Kendari – Kegiatan pengabdian kepada masyarakat melalui edukasi kesehatan berbasis kebutuhan dilaksanakan di Desa Aoma, Kecamatan Wolasi, Kabupaten Konawe Selatan. Kegiatan yang berlangsung pada 27 April hingga 9 Mei 2026 tersebut bertujuan meningkatkan pengetahuan masyarakat mengenai berbagai persoalan kesehatan yang berkaitan dengan kesehatan ibu, anak, dan keluarga.
Kegiatan ini merupakan bagian dari Praktik Kebidanan Komunitas Program Studi D-III Kebidanan STIKES Pelita Ibu. Sebelum pelaksanaan edukasi, tim terlebih dahulu melakukan pendataan keluarga untuk mengidentifikasi kondisi serta permasalahan kesehatan yang dihadapi masyarakat Desa Aoma.
Berdasarkan hasil pendataan tersebut, tim menetapkan enam materi prioritas, yaitu HIV/AIDS dan penyakit menular seksual (PMS), ASI eksklusif, pemeriksaan Inspeksi Visual dengan Asam Asetat (IVA), Pap smear, gizi balita, serta imunisasi.
Edukasi dilaksanakan secara tatap muka melalui ceramah interaktif, diskusi, dan tanya jawab. Materi disampaikan menggunakan bahasa yang mudah dipahami agar masyarakat dapat memperoleh informasi kesehatan yang sesuai dengan kebutuhan mereka. Peserta juga diberikan kesempatan untuk menyampaikan pengalaman serta melakukan klarifikasi terhadap berbagai informasi kesehatan yang selama ini mereka terima.

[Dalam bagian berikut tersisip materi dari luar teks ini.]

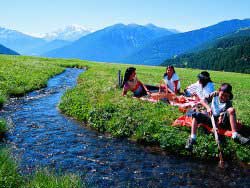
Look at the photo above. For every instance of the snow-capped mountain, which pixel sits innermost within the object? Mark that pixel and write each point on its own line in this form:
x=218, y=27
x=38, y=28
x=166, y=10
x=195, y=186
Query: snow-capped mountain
x=69, y=33
x=18, y=41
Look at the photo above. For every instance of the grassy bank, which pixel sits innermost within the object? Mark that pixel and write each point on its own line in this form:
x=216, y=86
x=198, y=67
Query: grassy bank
x=97, y=101
x=19, y=75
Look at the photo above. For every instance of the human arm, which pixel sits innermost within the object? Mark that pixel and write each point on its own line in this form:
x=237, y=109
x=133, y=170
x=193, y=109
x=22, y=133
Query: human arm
x=145, y=88
x=176, y=86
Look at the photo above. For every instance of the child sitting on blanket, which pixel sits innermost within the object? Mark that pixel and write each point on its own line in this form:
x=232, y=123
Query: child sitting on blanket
x=172, y=80
x=222, y=110
x=131, y=83
x=202, y=88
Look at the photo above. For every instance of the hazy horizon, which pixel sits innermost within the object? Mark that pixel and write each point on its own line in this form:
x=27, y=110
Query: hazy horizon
x=44, y=16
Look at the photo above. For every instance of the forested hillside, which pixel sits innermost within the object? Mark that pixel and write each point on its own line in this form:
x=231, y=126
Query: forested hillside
x=228, y=54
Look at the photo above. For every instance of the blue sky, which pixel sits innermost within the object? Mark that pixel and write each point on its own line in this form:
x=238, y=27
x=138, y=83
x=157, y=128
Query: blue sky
x=41, y=16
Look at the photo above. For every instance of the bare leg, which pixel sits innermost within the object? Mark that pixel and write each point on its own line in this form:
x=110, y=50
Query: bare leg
x=194, y=126
x=232, y=119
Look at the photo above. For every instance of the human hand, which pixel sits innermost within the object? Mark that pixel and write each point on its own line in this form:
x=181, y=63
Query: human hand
x=209, y=111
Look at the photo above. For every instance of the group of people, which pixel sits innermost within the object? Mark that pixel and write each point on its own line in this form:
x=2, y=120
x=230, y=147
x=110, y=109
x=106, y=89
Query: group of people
x=217, y=103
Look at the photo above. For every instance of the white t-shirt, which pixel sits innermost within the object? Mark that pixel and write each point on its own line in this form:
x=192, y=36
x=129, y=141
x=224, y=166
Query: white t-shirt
x=201, y=92
x=170, y=83
x=217, y=106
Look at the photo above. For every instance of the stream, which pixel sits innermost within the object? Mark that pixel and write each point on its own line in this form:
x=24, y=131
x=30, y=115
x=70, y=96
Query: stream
x=41, y=137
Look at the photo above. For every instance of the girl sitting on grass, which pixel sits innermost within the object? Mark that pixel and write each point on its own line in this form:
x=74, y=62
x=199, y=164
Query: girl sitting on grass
x=171, y=80
x=222, y=110
x=131, y=83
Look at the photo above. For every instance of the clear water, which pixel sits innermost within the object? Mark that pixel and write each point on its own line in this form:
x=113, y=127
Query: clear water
x=40, y=136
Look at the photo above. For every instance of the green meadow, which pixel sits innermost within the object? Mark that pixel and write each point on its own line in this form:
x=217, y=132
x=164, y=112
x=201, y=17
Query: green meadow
x=97, y=102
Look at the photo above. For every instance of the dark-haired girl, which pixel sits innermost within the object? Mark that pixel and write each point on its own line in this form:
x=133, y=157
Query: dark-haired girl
x=202, y=88
x=131, y=83
x=172, y=81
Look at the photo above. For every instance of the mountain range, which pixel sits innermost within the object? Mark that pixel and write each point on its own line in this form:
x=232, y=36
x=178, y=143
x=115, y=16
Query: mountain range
x=132, y=43
x=166, y=47
x=30, y=45
x=68, y=33
x=4, y=50
x=228, y=53
x=111, y=44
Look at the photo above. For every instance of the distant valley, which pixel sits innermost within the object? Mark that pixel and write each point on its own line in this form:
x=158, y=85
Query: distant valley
x=132, y=44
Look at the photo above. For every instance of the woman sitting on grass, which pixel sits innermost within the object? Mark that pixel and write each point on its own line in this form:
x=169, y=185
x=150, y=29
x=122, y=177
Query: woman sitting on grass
x=223, y=112
x=171, y=80
x=131, y=83
x=202, y=88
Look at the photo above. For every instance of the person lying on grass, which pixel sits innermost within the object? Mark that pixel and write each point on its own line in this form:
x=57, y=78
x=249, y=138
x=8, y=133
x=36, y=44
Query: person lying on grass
x=202, y=88
x=171, y=80
x=222, y=110
x=131, y=83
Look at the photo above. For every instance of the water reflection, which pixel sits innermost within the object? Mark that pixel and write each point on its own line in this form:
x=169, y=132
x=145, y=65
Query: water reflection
x=42, y=137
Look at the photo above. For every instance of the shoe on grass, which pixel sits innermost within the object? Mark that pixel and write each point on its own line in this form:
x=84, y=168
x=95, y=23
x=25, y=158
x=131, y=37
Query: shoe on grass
x=241, y=139
x=189, y=144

Sebanyak 99 peserta mengikuti rangkaian evaluasi sebelum dan sesudah kegiatan. Peserta terdiri dari kepala keluarga, pasangan usia subur, ibu hamil, ibu menyusui, serta masyarakat Desa Aoma yang mengikuti kegiatan edukasi.
Hasil evaluasi menunjukkan adanya peningkatan pengetahuan masyarakat pada seluruh materi yang diberikan. Peningkatan terbesar terdapat pada pengetahuan mengenai HIV/AIDS dan PMS, dari 47,47 persen sebelum edukasi menjadi 89,90 persen setelah edukasi atau meningkat sebesar 42,42 poin persentase.
Pengetahuan mengenai ASI eksklusif meningkat dari 58,59 persen menjadi 90,91 persen. Pengetahuan tentang pemeriksaan IVA meningkat dari 63,64 persen menjadi 88,89 persen, sedangkan Pap smear meningkat dari 69,70 persen menjadi 91,92 persen.
Pada materi gizi balita, tingkat pengetahuan baik meningkat dari 77,78 persen menjadi 90,91 persen. Sementara itu, pengetahuan mengenai imunisasi yang sejak awal sudah relatif tinggi meningkat dari 89,90 persen menjadi 91,92 persen.
Hasil tersebut menunjukkan bahwa edukasi kesehatan yang disusun berdasarkan kebutuhan masyarakat dapat membantu meningkatkan pemahaman terhadap berbagai persoalan kesehatan, terutama pada materi yang sebelumnya masih memiliki kesenjangan pengetahuan cukup besar.
Melalui kegiatan ini, masyarakat diharapkan tidak hanya memperoleh tambahan pengetahuan, tetapi juga semakin sadar akan pentingnya pencegahan penyakit, pemeriksaan kesehatan, pemenuhan gizi, pemberian ASI eksklusif, serta pemanfaatan pelayanan kesehatan yang tersedia.
Ke depan, penguatan materi kesehatan melalui puskesmas, pemerintah desa, dan kader kesehatan diharapkan dapat terus dilakukan, khususnya mengenai HIV/AIDS, ASI eksklusif, dan skrining kanker serviks. Pendekatan berbasis kebutuhan masyarakat juga dapat dipertahankan agar setiap kegiatan edukasi kesehatan lebih tepat sasaran dan memberikan manfaat yang berkelanjutan.